[…]Toute chair verra le salut de Dieu (Lc 3,6), c’est à dire Dieu Sauveur, ou Jésus.
Aussi nous faut-il retrouver ce cadre vivant, naturel, où l’Évangile redevient parlant ; l’espace d’âme qui donne à nos vies l’horizon de Dieu, qui mette Dieu à l’horizon de tout.
C’est alors que nous redeviendrons capables de VOIR le salut de Dieu à l’œuvre, c’est à dire le Christ Jésus, dans cette chair même. Mystère d’incarnation prolongé. Les signes, les merveilles, même les « gadgets » du monde peuvent atteindre par nous leur vocation ultime qui est de dire Dieu, comme Jésus, de préparer le chemin vers Lui, mieux, son chemin à Lui.
[…] A nous d’ajuster nos lunettes si nous ne le voyons pas… il sera nécessaire de partir au désert parfois !
Cependant, ne nous faisons pas illusion, le salut de Dieu ne peut se voir à l’oeil nu : c’est un mystère de gestation, le mystère de Jésus dans le sein de Marie, le mystère du corps du Christ confié au sein maternel de l’Église, le mystère d’amour qui émeut et révèle les entrailles de Dieu même. Chacun de nous est porté vers son achèvement, attendu comme le prodigue. […] Le salut de Dieu, c’est ce grand travail d’enfantement que le prêtre Zacharie célébrait sur le berceau de Jean Baptiste : la tendresse/ l’amour maternel de Dieu qui vient nous visiter ! Soleil levant sur l’ombre de la mort. (Lc 1,78).

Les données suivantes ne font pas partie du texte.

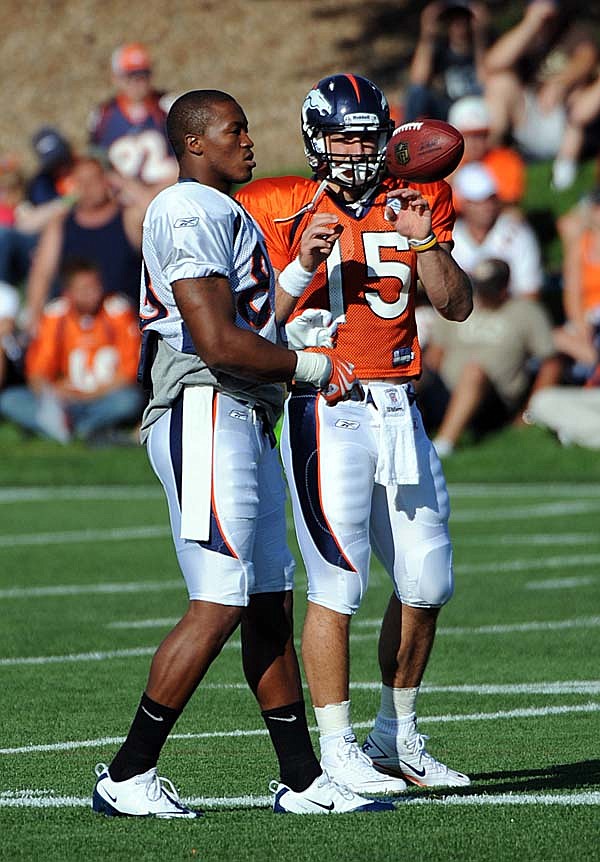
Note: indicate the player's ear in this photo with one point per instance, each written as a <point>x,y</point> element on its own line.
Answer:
<point>194,144</point>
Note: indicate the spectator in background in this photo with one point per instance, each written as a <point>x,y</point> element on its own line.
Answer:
<point>534,74</point>
<point>97,227</point>
<point>580,136</point>
<point>572,412</point>
<point>26,207</point>
<point>448,59</point>
<point>9,309</point>
<point>484,229</point>
<point>130,128</point>
<point>471,116</point>
<point>579,337</point>
<point>81,367</point>
<point>477,375</point>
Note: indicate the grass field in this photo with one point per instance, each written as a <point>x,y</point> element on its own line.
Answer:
<point>89,584</point>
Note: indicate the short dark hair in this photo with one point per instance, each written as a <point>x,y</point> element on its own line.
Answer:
<point>73,265</point>
<point>192,113</point>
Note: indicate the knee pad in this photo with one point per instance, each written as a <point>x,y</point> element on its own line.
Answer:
<point>429,579</point>
<point>338,590</point>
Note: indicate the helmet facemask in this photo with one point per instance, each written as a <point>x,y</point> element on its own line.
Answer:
<point>353,171</point>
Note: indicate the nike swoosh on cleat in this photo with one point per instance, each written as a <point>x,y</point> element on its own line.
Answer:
<point>329,807</point>
<point>154,717</point>
<point>419,772</point>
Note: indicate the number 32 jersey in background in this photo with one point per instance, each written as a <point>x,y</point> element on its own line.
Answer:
<point>370,275</point>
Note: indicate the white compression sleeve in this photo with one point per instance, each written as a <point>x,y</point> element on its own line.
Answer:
<point>313,368</point>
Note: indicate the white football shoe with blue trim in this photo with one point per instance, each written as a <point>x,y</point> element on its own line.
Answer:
<point>323,796</point>
<point>348,765</point>
<point>145,795</point>
<point>405,757</point>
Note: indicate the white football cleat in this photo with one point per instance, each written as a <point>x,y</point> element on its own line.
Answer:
<point>408,759</point>
<point>350,766</point>
<point>323,796</point>
<point>146,795</point>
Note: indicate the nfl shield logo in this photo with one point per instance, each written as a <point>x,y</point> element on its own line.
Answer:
<point>402,154</point>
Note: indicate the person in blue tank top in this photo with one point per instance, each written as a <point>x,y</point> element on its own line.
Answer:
<point>99,228</point>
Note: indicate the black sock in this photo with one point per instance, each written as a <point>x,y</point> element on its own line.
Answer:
<point>298,765</point>
<point>147,735</point>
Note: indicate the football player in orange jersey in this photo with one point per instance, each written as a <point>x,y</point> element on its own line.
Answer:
<point>363,474</point>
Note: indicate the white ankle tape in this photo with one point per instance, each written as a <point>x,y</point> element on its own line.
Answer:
<point>313,368</point>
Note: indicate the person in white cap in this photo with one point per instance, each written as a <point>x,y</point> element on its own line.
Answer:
<point>130,128</point>
<point>480,368</point>
<point>484,229</point>
<point>471,116</point>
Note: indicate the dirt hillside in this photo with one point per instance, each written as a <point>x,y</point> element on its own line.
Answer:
<point>55,59</point>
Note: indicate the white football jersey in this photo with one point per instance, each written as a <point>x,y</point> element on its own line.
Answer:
<point>194,231</point>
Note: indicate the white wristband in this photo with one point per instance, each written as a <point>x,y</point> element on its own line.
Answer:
<point>313,368</point>
<point>294,279</point>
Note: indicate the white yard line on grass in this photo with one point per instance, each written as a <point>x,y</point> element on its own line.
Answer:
<point>559,583</point>
<point>47,799</point>
<point>132,652</point>
<point>507,628</point>
<point>80,492</point>
<point>565,561</point>
<point>35,493</point>
<point>504,628</point>
<point>555,509</point>
<point>68,537</point>
<point>533,712</point>
<point>531,539</point>
<point>529,489</point>
<point>82,589</point>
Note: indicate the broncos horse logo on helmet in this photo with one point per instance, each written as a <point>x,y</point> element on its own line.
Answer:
<point>346,103</point>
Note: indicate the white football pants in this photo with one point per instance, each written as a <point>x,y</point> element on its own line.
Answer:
<point>330,456</point>
<point>246,550</point>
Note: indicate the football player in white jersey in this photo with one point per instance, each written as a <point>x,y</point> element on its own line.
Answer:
<point>208,315</point>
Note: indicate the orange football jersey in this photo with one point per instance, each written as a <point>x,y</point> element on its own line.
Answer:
<point>87,351</point>
<point>590,272</point>
<point>370,275</point>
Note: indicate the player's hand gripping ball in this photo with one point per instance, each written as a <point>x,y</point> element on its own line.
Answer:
<point>424,151</point>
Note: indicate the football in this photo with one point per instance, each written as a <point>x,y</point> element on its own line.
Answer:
<point>424,151</point>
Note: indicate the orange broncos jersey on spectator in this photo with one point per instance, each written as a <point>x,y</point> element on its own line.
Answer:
<point>88,351</point>
<point>590,272</point>
<point>370,275</point>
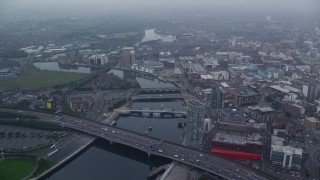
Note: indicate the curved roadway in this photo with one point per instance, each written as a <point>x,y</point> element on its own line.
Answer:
<point>153,146</point>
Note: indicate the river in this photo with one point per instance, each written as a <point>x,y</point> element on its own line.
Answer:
<point>151,35</point>
<point>105,161</point>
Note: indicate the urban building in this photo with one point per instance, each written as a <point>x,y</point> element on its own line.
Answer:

Saint Paul comme Jésus entre dans ce travail : Dieu m’est témoin que je vous porte dans mon cœur ! (Ph 1,7). Et la vocation spécifique de la chasteté consacrée est bien d’offrir à Dieu cette matrice de surcroît où la multitude va pouvoir renaître de l’amour même du Père, amour sauveur du Christ.
Toutes ces images peuvent paraître triviales… Elles sont naturelles, ce sont celles de l’Évangile et de Saint Paul, et chacun de nous sait ce qu’est une naissance ! Elles peuvent (surtout) nous paraître très féminines… […] A moins que Paul ait voulu dire la même chose en traitant les Corinthiens de petits enfants à qui ne convient que le lait spirituel ? C’est moi qui vous ai engendrés ! ( 1Co 4,15).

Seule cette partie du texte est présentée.